B. ... MAIS DES PROGRÈS INSUFFISANTS

Ces performances doivent toutefois être relativisées.

En premier lieu, il existe un doute sur la signification des données sur lesquelles le diagnostic d'un progrès de la situation alimentaire mondiale est posé. Il pourrait s'agir d'une performance partiellement apparente puisque les statistiques disponibles concernent des disponibilités et pas nécessairement des consommations effectives. Or, pour différentes raisons, parmi lesquelles les problèmes de mesure mentionnés précédemment et la dynamique des pertes et gaspillages21(*), il peut y avoir entre les deux données un écart substantiel.

En outre, les chiffres disponibles sont des moyennes qui peuvent cacher une dispersion plus ou moins forte des progrès réalisés.

À cet égard, plusieurs constats s'imposent.

Les performances ont varié entre grandes régions, ce que montre le tableau ci-dessus. Les progrès effectués par l'Afrique sub-saharienne ont été modestes tandis que la situation s'est dégradée dans les pays en transition.

Par ailleurs, au sein des grandes régions identifiées, des pays sont restés à l'écart du progrès.

Sans doute, doit-on observer que la population des pays en développement touchée par la sous-nutrition sévère a reculé22(*).
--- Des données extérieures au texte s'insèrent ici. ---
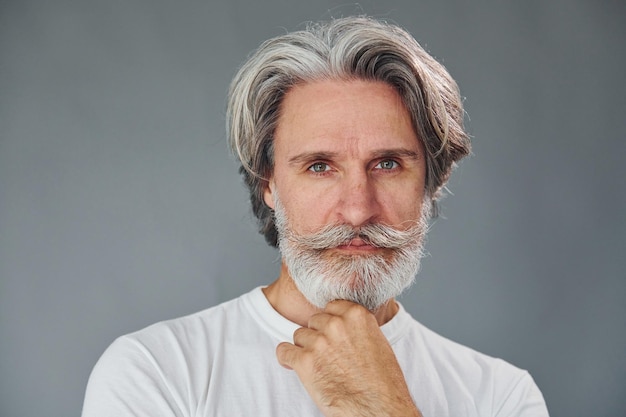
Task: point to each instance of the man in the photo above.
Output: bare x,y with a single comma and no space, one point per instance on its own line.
346,133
En 1970, près de 2 milliards de personnes vivaient dans 47 pays où la consommation journalière par habitant était inférieure à 2 200 kcal. Trente ans plus tard, la population concernée est passée à 584 millions regroupés dans 32 pays.
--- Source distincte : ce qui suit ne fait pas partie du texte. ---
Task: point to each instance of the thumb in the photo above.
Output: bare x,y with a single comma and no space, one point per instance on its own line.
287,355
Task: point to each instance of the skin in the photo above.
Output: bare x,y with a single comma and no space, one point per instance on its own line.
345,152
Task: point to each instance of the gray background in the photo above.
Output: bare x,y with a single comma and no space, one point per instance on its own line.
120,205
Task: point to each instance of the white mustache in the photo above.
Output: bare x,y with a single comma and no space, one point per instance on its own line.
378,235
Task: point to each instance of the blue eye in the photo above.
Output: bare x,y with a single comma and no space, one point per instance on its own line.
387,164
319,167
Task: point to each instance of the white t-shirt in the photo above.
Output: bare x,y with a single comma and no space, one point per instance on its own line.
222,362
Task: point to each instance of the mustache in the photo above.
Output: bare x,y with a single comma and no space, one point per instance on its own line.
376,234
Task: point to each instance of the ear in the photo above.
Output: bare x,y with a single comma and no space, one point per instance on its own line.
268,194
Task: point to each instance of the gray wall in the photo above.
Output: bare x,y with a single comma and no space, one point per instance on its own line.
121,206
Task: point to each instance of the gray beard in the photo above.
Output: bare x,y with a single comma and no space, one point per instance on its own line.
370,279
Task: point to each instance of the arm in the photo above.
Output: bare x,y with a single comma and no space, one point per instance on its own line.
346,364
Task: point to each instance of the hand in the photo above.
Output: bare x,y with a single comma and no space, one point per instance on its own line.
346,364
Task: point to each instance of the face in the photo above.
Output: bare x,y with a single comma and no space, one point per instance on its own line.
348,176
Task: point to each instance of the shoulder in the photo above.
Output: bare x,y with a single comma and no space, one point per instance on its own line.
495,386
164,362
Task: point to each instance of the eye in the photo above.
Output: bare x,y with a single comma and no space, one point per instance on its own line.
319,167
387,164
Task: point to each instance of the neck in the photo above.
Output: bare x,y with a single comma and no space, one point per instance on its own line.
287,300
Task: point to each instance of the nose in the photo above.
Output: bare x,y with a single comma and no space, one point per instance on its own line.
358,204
De son côté, la population des émergents dépassant le seuil considéré généralement comme représentatif de la sous-nutrition (2 700 kcal par jour)23(*) a beaucoup progressé passant de 100 millions à 2,4 milliards de personnes vivant désormais dans 30 pays (contre 6 en 1970).

Ainsi, la population considérée comme correctement nourrie représente dorénavant 51 % du total des pays en développement (contre 4 % en 1970), ces évolutions retraçant pour une large part les progrès réalisés dans les pays fortement peuplés que sont l'Inde et la Chine.

Pourtant, la croissance de la population des pays en développement s'est également soldée par le maintien d'une situation précaire pour un très grand nombre d'individus.

Les personnes vivant dans des pays où les ressources accessibles s'étagent entre 2 200 et 2 700 kcal par jour sont au nombre de 1,7 milliard contre 540 millions trente ans plus tôt.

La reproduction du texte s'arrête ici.